The US Securities and Exchange Commission (SEC) seems to be actively working to provide an improved environment for cryptocurrency startups to develop and thrive in with a recent amendment to current rules on crowdfunding. Originally, crypto startups were limited to a funding cap of $1.07 million from a selected pool of investors, but with the newly announced stipulations, this cap has been moved to $5 million instead.
Under the Regulation Crowdfunding section, crypto startups can raise up to $5 million USD with the sale of securities without having to register with the SEC. Investment limits have also been removed for accredited investors, while the limit for non-accredited investors can be based on either their net worth or annual income, whichever is greater in amount. This significantly increases the flexibility of investments for both investor tiers.

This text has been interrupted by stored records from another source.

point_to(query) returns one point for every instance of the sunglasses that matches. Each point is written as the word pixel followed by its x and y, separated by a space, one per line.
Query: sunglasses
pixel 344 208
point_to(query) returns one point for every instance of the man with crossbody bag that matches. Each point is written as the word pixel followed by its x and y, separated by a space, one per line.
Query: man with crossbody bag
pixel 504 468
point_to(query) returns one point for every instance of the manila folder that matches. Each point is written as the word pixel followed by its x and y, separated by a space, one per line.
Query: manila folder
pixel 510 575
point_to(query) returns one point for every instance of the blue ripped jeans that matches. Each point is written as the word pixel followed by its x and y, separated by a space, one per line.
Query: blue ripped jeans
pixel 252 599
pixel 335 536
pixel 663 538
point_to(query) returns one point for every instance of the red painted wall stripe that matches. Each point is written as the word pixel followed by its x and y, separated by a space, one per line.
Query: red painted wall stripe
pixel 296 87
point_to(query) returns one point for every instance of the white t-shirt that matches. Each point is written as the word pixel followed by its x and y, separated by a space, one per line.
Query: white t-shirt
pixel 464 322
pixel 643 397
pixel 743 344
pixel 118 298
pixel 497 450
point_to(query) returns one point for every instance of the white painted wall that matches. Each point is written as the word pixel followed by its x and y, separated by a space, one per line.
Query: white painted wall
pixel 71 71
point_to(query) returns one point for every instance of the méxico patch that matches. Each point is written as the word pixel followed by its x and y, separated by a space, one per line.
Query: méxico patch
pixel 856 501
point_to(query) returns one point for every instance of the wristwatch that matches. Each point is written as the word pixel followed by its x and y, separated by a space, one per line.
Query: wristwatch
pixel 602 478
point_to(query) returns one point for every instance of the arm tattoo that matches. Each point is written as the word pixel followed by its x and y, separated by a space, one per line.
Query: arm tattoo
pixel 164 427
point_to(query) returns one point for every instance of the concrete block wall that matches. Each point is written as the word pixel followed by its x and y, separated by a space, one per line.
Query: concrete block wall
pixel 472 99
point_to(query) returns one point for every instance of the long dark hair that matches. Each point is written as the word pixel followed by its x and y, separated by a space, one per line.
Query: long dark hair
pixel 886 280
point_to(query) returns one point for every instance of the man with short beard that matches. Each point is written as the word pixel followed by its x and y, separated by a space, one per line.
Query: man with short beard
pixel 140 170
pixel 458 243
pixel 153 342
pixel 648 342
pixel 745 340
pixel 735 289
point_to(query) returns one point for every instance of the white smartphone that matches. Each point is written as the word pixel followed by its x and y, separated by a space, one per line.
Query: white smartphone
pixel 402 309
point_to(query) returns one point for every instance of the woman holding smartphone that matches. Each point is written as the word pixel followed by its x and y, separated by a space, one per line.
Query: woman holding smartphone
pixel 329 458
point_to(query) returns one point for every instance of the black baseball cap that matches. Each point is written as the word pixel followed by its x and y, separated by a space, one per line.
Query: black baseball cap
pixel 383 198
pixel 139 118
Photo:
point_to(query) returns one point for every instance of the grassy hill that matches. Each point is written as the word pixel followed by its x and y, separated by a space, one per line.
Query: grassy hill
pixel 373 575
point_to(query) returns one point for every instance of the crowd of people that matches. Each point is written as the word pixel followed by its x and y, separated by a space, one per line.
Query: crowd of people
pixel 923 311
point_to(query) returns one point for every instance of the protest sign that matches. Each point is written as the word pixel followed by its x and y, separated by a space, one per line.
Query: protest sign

Moreover, crypto startups will be allowed to “generically” promote their projects without registration before it is formally classified for an exemption, if applicable. A project’s promotion efforts during this period of time will not be seen as solicitation or advertising and hence, will not be penalized by the SEC.
The impact of this amendment might not be significant as yet, but it is still beneficial for startups to be able to widen their investor base and be given greater leeway to grow and comply with regulations. For one, startups can rely on other forms of fundraising other than putting all their eggs into a single basket, which is usually tied to VC firms.
The SEC has long been criticized for lack of clear regulations and standard of procedures in their crackdowns of the crypto industry. With every added amendment, the US crypto industry is heading one step further in obtaining regulatory clarity and creating a safe space for both investors and businesses to succeed in this sector.